Per Matteo Renzi, sulla prescrizione, gli italiani non avrebbero le idee chiare. Anzi, tra gli elettori interpellati dai sondaggisti, secondo i quali il 59% degli intervistati sarebbe favorevole alla riforma della prescrizione che porta la firma del ministro della Giustizia Alfonso Bonafede, solo il 5% – sostiene l’ex rottamatiore che sull’argomento ha rottamato soprattutto se stesso – “sa di cosa stiamo parlando”. Un dubbio, per la verità, che a leggere certe sue datate dichiarazioni, qualcuno potrebbe sollevare anche nei suoi confronti. “Ci sono due modi per concepire il caso Eternit: o la vicenda non è un reato o se lo è, ma è prescritto, vanno cambiate regole sulla prescrizione perché non è possibile che le regole facciano saltare la domanda di giustizia. Non ci dev’essere modo di chiudere la partita velocemente perché tanto la domanda giustizia viene meno: no, la domanda di giustizia non viene meno”, diceva lo statista di Rignano sull’Arno il 20 novembre 2014.
SENZA SENSO. Certo, in un Paese con la memoria corta come l’Italia, cambiare idea è un lusso che i politici – certi politici – possono sempre permettersi: difficilmente più di qualcuno gliene chiederà conto. Ma nel caso delle spericolate battaglie di Renzi resta tuttavia una domanda alla quale innanzitutto lui, l’ex rottamatore del Pd, portato in due anni dall’oltre 40% delle Europee del 2014 al circa 18% delle Politiche del 2018, l’ex premier che promise (ma non mantenne) di ritirarsi dalla politica se avesse perso (come perse) il referendum sulla sua cervellotica riforma della Costituzione, dovrebbe rispondere. Dove vuole arrivare con la sua crociata sulla prescrizione? Quesito legittimo, visto l’andamento dei sondaggi che danno la sua Italia più morta che Viva intorno al 4%. Roba da elettroencefalogramma piatto e non potrebbe essere diversamente.
Bravissimo a ritagliarsi visibilità mediatica, grazie anche alla complicità dei soliti giornaloni, foraggiati per anni con paginoni milionari di pubblicità sonante dai Benetton e dai signori del casello, gli stessi che guarda caso Renzi continua a difendere sostenendo l’insostenibile di fronte alle legittime richieste di revoca delle concessioni dei Cinque Stelle dopo la tragedia del Ponte Morandi. Meno bravo a conquistarsi i voti di quel che resta di Forza Italia cavalcando, come nel caso della prescrizione, uno dei temi per anni monopolio assoluto di Silvio Berlusconi. Perché gli elettori spaventati dalla riforma Bonafede dovrebbero scegliere il surrogato Renzi quando possono tenersi stretto l’originale? Lo specialista delle leggi ad personam, dalla ex Cirielli in poi, studiate per anni a tavolino per ammazzare i processi, garantire (e garantirsi) l’impunità a corrotti e ladri di Stato?

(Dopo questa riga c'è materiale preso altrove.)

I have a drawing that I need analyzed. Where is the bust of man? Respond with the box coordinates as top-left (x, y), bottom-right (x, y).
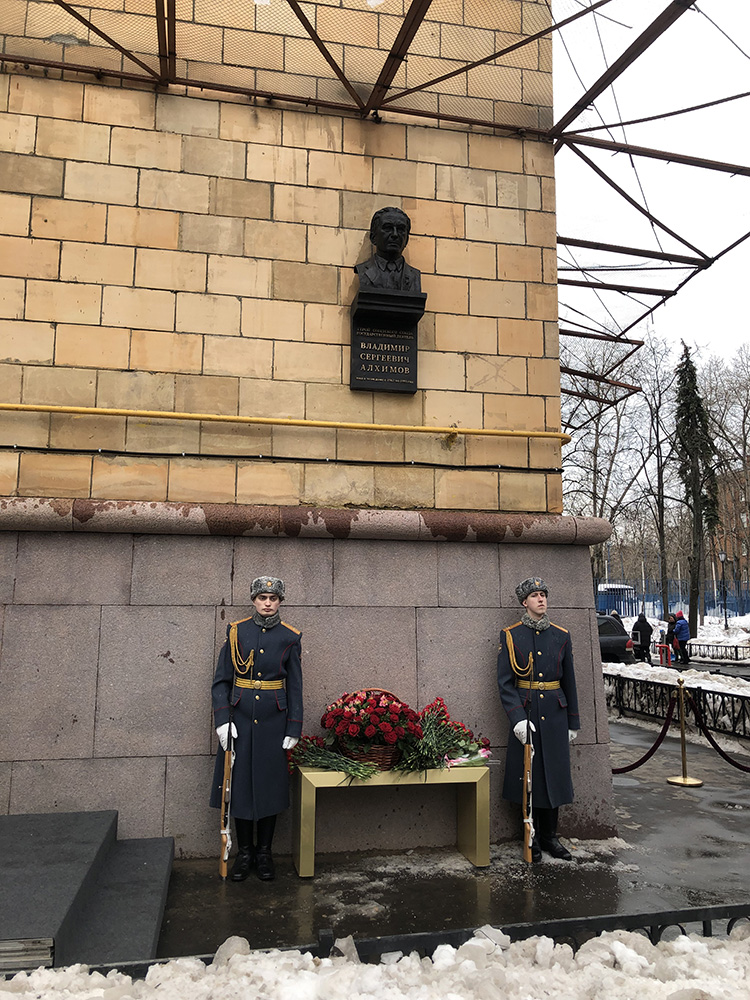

Certo, ci vuole coraggio a contendere un simile primato al Cavaliere e a Renzi – contento lui – va riconosciuto. Che la sua crociata porti a qualcosa di buono per la sua Italia (poco) Viva resta però tutto da dimostrare. L’ultimatum al Governo, di fronte all’intesa sul lodo Conte bis raggiunta dagli altri tre azionisti della maggioranza, si è trasformato intanto in un ultimatum al ministro Bonafede, che i renziani minacciano di sfiduciare al Senato sommando i loro voti a quelli di Lega, FI e FdI. Vedremo come andrà a finire. Certo, il Guardasigilli rischia di dire addio alla sua avventura nell’Esecutivo, ma l’inevitabile implosione dei giallorossi, per la sfiducia ad un ministro su iniziativa di uno degli alleati potrebbe rivelarsi un suicidio proprio per Renzi. Tornare al voto con il Rosatellum, la legge elettorale coniata, ironia della sorte, proprio da un renziano doc equivarrebbe all’eutanasia.